そういうところは、よく分かってるな・・・


「だな。ぶっちゃけ次の候補って言われれば・・」巻


他所土地の爆撃系のチームも湯島の応援に・・


「まあ、ゴマすりじゃねえけど・・」巻

「なるほど・・」香奈


無尽蔵に増える兵隊だ。


「だから理想はやっぱ湯島から奴等を叩き出す事。」巻

「どうして?」香奈


「やっぱ、金・・」巻

「ああ・・リアルだね」香奈


湯島になびくのも、所詮爆撃利権と金だ。

湯島の兵隊を繋ぎ止めるのも、

あらたに爆撃系の兵隊呼び込むのも所詮は金だ。


(湯島から叩き出せば、ただの喧嘩バカ・・

 非行少年みたいなもんだ。

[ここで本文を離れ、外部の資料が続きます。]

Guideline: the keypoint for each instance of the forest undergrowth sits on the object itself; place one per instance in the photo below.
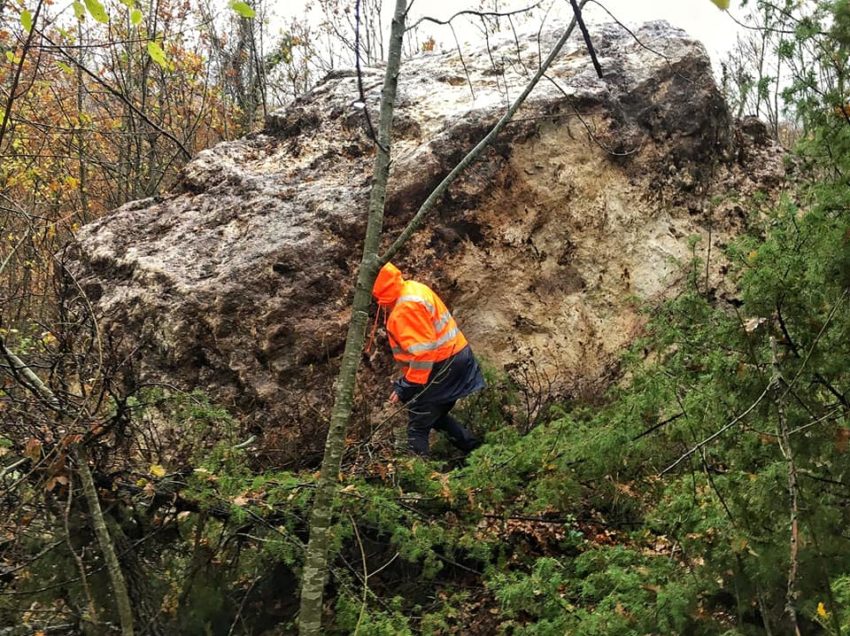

潰すのは容易い)巻


それにどうしても欲しい・・湯島の暗闇が・・


(拳鍔にとっちゃ夢のような国だ・・

 ある意味、今東京で一番の非合地域・・)巻


正直、不良指定されてやりずらい・・

あそこなら隠れ続けることも可能

だから、千夏さんもあそこに居る・・



(俺も、部屋借りれれば・・)巻


いやっ無理だ。巻って名前でもう絶対貸さない・・

香奈も、もう無理だろうな・・

一番いいのは新規開拓した女(お水)


この新時代の抗争は、ぶっちゃけ戦ってなんぼじゃない。

サプライズ合戦のようなもんだ。

拳鍔とエースの連合のように・・


実際これで爆撃系の数チームは戦線離脱。

湯島の応援には回らない考え。

そりゃ新時代の不良達だ。流れを見る。

実際、やれ五反田だ錦糸町だってチームが、

すでにこのウチの連合に挨拶に来てる。

ウチはこの抗争には参加しない・・

まあ、勝ったほうに付くってことだ

今はただのその街その街の守備隊だ。


まあどこに付けば、先(金)が見えてくるかだ。

大事なのは、ガキの不良チーム引退した後の事だ。


やっぱ未だに一番人気は愛羅。

引退って言っても、やはり実質六本木の新女帝。

歩兵連隊なんて、まだ人数が増えてるくらいだ。

きっと他所土地の爆撃系の合流、もしくは応援


(やっぱ、女共が鍵か・・)巻


「・・・今日、飲み行くから」巻

「おお~待ってる」香奈


「色々回るとこあるから遅くなるかも・・」巻

「うん。いいよ」香奈


抗争の準備・・

いやっこれが抗争だ。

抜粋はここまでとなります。